Só os verdadeiros ficcionistas têm o segredo da criação dos grandes personagens, baseiem-se eles ou não em algo de suas próprias vidas.
Mas o que aconteceu a Manuelzão escapa até ao previsível.
Manuelzão vivia no norte de Minas, era um vaqueiro daqueles embrenhados no sertão e às voltas com o gado e a roça. Um dia, conheceu um tal de dr. João Rosa, a quem contou suas estórias. Tempos depois, se transformou num personagem famoso, pois o doutor que havia conhecido era nada mais nada menos do que o grande escritor brasileiro João Guimarães Rosa.
Descoberto pela mídia após a morte de seu ´criador´, Manuelzão conheceu a grande cidade, fez sucesso em entrevistas de jornais e revistas e até na tv, com aquela sua maneira simples de contador de 'causos', de físico quixotesco e jeitão mulherengo.
Certo dia, porém, morreu o nosso herói.
Foi então que o contista Adrino Aragão resolveu contar como foi o dia em que morreu Manuelzão. E não é que Manuelzão, bebendo um fiozinho da prosa poética do autor amazonense, tomou vida e voltou às páginas de um novo livro, como personagem recriado pelo Adrino.
O livro se chama No dia em que Manuelzão se encantou – uma novela em que o autor narra os últimos dias do nosso Cavaleiro das Gerais fora do seu habitat.
É prosa, mas beira a poesia, e não poderia ser de outro modo ao se colocarem par a par o contista-poeta Adrino Aragão e um personagem especial de Guimarães Rosa, ou João Rosa, como o chamavam os vaqueiros de Minas.
Manuelzão, que havia saído da ficção de João Rosa para os bastidores da vida, para as entrevistas de rádio, televisão, jornais e revistas, agora faz o caminho inverso. Volta, depois de morto, definitivamente ao universo ficcional – de outro escritor –, transforma-se em personagem de uma nova estória.
No dia em que Manuelzão se encantou narra os últimos dias de Manuelzão no quarto de sua casa, após deixar o hospital, assistido pela mulher Rosalina. É lá que, entre lençóis e remédios, sente saudades do sertão, das veredas e dos animais, da vida aventurosa de cavaleiro das Gerais.
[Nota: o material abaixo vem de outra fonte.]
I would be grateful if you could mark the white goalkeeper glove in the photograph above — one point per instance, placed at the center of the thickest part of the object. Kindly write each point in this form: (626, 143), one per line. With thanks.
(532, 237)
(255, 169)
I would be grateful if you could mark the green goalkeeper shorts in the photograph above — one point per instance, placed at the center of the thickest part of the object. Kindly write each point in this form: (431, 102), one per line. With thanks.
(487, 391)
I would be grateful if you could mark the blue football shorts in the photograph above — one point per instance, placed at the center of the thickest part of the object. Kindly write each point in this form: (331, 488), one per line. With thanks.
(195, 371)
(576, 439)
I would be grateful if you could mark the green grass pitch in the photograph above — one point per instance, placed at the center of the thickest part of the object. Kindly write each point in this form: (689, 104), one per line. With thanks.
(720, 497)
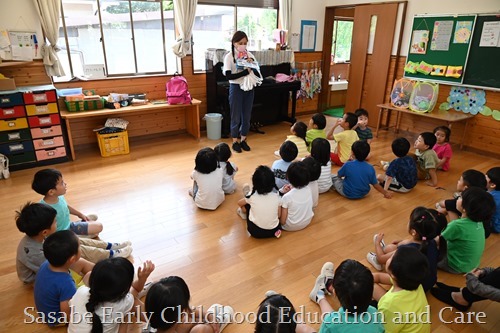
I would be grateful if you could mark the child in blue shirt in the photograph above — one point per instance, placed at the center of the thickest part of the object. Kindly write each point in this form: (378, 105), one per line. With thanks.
(401, 174)
(493, 179)
(355, 177)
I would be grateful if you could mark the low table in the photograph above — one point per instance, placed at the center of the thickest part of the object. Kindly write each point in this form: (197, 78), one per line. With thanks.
(449, 117)
(144, 119)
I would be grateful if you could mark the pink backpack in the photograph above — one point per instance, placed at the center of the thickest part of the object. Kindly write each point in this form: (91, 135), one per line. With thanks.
(177, 90)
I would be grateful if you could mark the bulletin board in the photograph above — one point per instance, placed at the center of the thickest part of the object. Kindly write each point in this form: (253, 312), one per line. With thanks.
(441, 42)
(483, 66)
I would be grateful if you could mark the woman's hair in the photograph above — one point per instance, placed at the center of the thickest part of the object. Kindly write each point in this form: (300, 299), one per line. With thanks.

Longe da cavalgada e das proezas, no seu leito de morte, Manuelzão, através do habilidoso discurso indireto livre do narrador, revive o périplo que era sua vida e se sente agora deslocado. “O sonho de Manuelzão era poder morrer montado no cavalo, tocando boiada pelas veredas do sertão” (p. 23). Um verdadeiro cavaleiro não poderia morrer assim.
E agora estava ali, embalado pelo passado, lembrando a festa de inauguração da capelinha de Samarra, sonhando com o amor impossível de Leonísia, dormitando bem na fronteira onde termina o real. O voo de um passarinho que entra no seu quarto é mais do que um presságio: parece o preâmbulo do poético rondando a delicadeza e a magia do instante que precedeu à sua morte.
Comparecem algumas visitas ao quarto do doente: uma repórter de jornal que recebe os galanteios do velho vaqueiro, seus companheiros do Grande sertão e de Corpo de baile e o próprio autor. Manuelzão se emociona, fala com o matador Cara-de-Bronze, se enternece com Diadorim e Riobaldo, mas a cena final é reservada para o ‘criador’ João Rosa, o homem das letras e também o ouvinte atento que tudo anotava e o tornou famoso.
Em poucas e belas páginas, Adrino recria um Manuelzão trazido da legenda rosiana e de uma breve passagem pelo sucesso na cidade grande.
Adrino Aragão, em sua pequena novela, não reproduz a saga ou a linguagem rosiana. Mais do que isso, produz um texto independente e de rendilhado fino e sutil, cujo resultado é a magia desta pequena estória, certamente uma joia que dialoga com as veredas do grande sertão ficcional de Guimarães Rosa.